Margarete Twenhoeven: Zwei Kollegen und ich fahren mit einem kleinen Speedboat voraus zu der Position, die uns die Küstenwache gegeben hat. Je näher wir einem Flüchtlingsboot kommen, des­to nervöser werde ich: Wie geht es den Leuten? Sinkt das Boot? Gibt es Tote? Weil ich Arabisch kann, nehme ich als Erste Kontakt auf. Wir verteilen Wasser und Rettungswesten.

Wer entscheidet, wer an Bord darf – und wer nicht?

Kai Kaltegärtner: Wenn ein Schlauchboot längsseits liegt, entscheiden der Chef der Mission und ich als Kapitän, wer wann an Bord kommt. Aber unser Schiff ist nur 33 Meter lang, da ist nicht immer viel möglich.    

Für Sie ein aufregendes Abenteuer?    

Twenhoeven: Nein. Es geht um Menschenleben. Des­wegen war ich beim allerersten Einsatz aufgeregt. Die EU schottet sich ab und zwingt die Flüchtlinge, die schwierigste Route über Libyen zu nehmen. Dort nehmen sie Folter in Kauf. Sie wissen auch, dass sie ihr Leben in den Schlauchbooten riskieren.     
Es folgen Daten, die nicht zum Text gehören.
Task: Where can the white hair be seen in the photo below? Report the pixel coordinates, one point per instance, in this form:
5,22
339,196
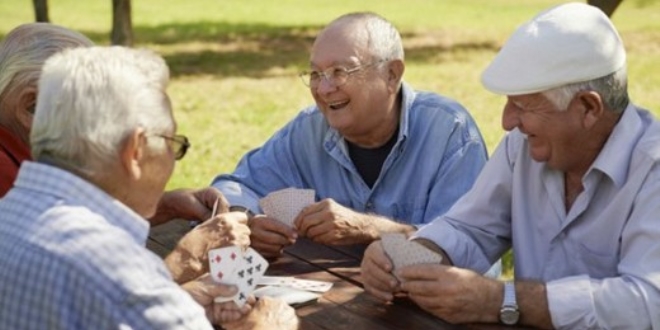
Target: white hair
91,99
25,49
612,88
383,39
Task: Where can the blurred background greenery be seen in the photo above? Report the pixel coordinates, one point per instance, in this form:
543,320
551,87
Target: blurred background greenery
234,63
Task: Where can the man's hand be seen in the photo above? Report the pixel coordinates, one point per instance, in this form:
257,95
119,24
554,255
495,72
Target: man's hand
188,204
203,290
267,314
377,273
455,295
189,259
328,222
269,236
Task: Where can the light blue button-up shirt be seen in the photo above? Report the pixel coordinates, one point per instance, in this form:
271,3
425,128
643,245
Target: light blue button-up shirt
601,260
73,257
437,156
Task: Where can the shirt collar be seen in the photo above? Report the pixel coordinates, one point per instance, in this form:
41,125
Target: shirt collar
614,158
14,146
73,190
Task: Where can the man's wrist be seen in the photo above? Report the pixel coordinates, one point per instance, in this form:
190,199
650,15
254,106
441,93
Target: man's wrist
243,209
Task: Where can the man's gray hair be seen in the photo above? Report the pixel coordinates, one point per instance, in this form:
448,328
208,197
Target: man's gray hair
91,99
26,48
613,89
383,39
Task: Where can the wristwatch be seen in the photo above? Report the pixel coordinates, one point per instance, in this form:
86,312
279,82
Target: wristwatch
509,313
238,208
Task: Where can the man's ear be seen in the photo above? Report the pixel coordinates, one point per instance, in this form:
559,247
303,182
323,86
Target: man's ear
592,107
27,102
132,153
395,69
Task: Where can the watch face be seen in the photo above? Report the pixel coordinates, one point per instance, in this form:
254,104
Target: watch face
509,315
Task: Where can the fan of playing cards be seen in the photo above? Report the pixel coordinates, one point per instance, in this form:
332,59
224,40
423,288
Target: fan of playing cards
404,252
232,265
245,269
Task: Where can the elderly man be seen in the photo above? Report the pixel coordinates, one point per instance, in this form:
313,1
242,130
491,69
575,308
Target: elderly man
22,54
73,228
381,156
573,188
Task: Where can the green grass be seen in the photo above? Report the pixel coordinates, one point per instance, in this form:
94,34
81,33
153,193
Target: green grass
234,62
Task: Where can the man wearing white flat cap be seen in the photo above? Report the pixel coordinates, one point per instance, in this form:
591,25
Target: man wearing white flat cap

Wie haben Sie sich auf solche Situationen eingestellt?

Kai Kaltegärtner

Kai Kaltegärtner, Jahrgang 1989, war vorher für eine Reederei auf Nord- und Ostsee unterwegs

Kaltegärtner: Darauf kann man sich nicht vorbereiten. Ich bin vorher nie mit dem Tod konfrontiert gewesen. Jetzt sehe ich, wie Menschen in Panik ertrinken.

Twenhoeven: Bei einem Einsatz hatten wir einen toten Achtjährigen. Als ich zurück im Hafen war und die An­spannung fiel, habe ich ge­weint und mich gefragt: Was kann ich jetzt tun? Aber für Tote kann man nichts mehr tun. Ich weiß, wir haben das Allerbeste getan. Später habe ich erfahren, dass der Junge schon tot war, bevor ich bei seinem Boot ankam.

Locken private Hilfsorganisationen wie Ihre mehr Flüchtlinge aufs Mittelmeer?

Twenhoeven: Nein. Menschen machen ihre Entscheidung zu fliehen nicht davon abhängig, ob mehr oder weniger gerettet wird. Das zeigt sich, wenn man die Flüchtlingszahlen in den Zeiten staatlicher Seenotrettung mit denen ohne Missionen wie „Mare Nostrum“ vergleicht. Die Menschen warten in ihren Schlauchbooten nicht darauf, von uns gerettet zu werden: Manche haben sogar Angst vor uns und denken, wir seien die libysche Küstenwache.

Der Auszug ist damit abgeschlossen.